Foreign Military Sales

The U.S. Department of Defense's Foreign Military Sales (FMS) program enables sales of U.S. defense equipment, defense services, arms, and military training to foreign governments. The purchaser does not deal directly with the defense contractor; instead, the Defense Security Cooperation Agency (DSCA) serves as an arbitrator, usually handling logistics, procurement, and delivery and often providing product training, support, and infrastructure construction such as runways, hangars, and utilities. The Defense Contract Management Agency (DCMA) often accepts FMS equipment on behalf of the US government.

FMS is based on countries being authorized to participate, cases as the mechanism to procure services, and a deposit in a US Trust Fund or appropriate credit and approval to fund services.

Some USAF FMS programs are assigned two-word codenames beginning with the word PEACE, indicating oversight by USAF Headquarters. Codenames appear in all capital letters. The second word in these codenames is often chosen to reflect some feature of the customer, such as MARBLE for Israel or ONYX for Turkey. No partner nation has yet succeeded in applying strict schedule clauses to a FMS program.

The Foreign Military Sales Act of 1968, Pub.L. 90–629, 82 Stat. 1320-2, enacted October 22, 1968, was additional legislation to the Arms Control and Disarmament Act of 1961 and the Foreign Assistance Act of 1961. The Act discloses the United States commitment and sustainment to a world free from the dangers of arms and the menace of war.
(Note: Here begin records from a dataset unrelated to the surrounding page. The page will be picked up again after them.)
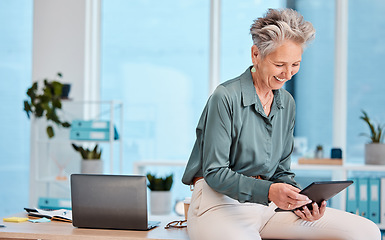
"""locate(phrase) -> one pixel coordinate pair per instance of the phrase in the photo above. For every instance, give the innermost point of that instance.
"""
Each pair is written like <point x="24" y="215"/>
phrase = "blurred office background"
<point x="155" y="58"/>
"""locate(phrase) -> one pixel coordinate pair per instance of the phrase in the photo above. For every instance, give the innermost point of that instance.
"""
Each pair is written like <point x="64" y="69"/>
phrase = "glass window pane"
<point x="314" y="83"/>
<point x="15" y="75"/>
<point x="366" y="83"/>
<point x="155" y="59"/>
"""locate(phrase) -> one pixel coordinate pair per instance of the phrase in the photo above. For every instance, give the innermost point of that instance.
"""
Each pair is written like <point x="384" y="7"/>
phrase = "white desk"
<point x="61" y="230"/>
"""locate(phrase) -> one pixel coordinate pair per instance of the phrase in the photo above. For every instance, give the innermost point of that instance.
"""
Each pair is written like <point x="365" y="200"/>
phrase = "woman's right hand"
<point x="286" y="196"/>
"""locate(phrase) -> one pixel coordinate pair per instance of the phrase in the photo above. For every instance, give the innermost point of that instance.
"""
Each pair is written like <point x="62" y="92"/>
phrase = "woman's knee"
<point x="363" y="228"/>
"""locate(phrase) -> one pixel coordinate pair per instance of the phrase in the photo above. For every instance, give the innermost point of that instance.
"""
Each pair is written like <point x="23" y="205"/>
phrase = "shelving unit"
<point x="54" y="160"/>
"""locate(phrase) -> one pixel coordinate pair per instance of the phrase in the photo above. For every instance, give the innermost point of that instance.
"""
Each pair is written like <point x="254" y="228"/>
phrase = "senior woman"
<point x="240" y="163"/>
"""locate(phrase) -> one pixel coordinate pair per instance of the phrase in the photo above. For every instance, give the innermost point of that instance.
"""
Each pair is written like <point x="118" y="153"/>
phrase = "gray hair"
<point x="276" y="26"/>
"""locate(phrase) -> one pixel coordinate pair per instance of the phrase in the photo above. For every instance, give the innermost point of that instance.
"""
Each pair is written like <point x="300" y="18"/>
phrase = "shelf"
<point x="51" y="157"/>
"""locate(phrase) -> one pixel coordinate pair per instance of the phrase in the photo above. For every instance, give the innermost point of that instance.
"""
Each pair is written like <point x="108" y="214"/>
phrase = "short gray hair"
<point x="276" y="26"/>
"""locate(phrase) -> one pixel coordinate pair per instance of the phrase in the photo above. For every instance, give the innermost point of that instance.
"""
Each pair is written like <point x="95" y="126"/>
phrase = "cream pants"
<point x="215" y="216"/>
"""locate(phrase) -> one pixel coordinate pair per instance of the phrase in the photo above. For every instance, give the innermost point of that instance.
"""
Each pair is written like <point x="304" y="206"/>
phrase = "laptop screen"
<point x="109" y="201"/>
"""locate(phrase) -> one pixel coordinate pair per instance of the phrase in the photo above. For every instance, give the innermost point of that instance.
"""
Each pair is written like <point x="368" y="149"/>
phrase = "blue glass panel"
<point x="155" y="59"/>
<point x="314" y="83"/>
<point x="15" y="75"/>
<point x="366" y="85"/>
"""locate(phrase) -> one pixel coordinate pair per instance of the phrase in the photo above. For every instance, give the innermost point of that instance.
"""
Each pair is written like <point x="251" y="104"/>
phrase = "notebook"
<point x="110" y="201"/>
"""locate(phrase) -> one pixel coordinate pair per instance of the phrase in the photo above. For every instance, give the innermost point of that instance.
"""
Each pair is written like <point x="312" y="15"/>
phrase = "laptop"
<point x="110" y="201"/>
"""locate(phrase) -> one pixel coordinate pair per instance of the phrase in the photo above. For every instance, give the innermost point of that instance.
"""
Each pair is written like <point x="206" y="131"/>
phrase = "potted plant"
<point x="91" y="159"/>
<point x="160" y="195"/>
<point x="375" y="148"/>
<point x="46" y="102"/>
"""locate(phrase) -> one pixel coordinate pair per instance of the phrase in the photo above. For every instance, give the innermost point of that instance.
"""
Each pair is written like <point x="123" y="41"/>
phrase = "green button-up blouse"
<point x="236" y="140"/>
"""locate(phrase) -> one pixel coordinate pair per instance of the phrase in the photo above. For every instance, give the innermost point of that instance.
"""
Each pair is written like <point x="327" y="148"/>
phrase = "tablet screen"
<point x="320" y="191"/>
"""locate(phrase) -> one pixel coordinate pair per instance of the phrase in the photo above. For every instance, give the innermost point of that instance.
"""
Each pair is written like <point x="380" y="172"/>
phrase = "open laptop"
<point x="110" y="201"/>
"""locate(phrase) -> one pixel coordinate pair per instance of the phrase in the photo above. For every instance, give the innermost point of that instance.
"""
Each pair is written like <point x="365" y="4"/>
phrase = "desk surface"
<point x="61" y="230"/>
The Foreign Military Sales Act supported the policy of disarmament agreements, regional arms control, and the discouragement of arm races. The United States law openly declares the sales of defense services and military articles to benign countries with the economic means to maintain and support a military force of suitable strength. The H.R. 15681 bill authorized the sales of military equipment by the United States government. The H.R. 15681 legislation was passed by the 90th U.S. Congressional session and endorsed by the 36th President of the United States Lyndon Johnson on October 22, 1968.

The Foreign Military Sales Act established authority for United States foreign military sales authorizations and military export controls. The Foreign Military Sales (FMS) program is a form of security assistance authorized by the Arms Export Control Act (AECA) and a fundamental tool of U.S. foreign policy.

The Foreign Military Sales program is a form of security assistance authorized by the Arms Export Control Act (AECA) through which the United States may sell defense articles and services to foreign countries and international organizations. Under FMS, the US Government and a foreign government enter into a government-to-government sales agreement. The international agreement is called a Letter of Offer and Acceptance (LOA). The State Department determines which countries will have programs, and the Defense Department executes the program.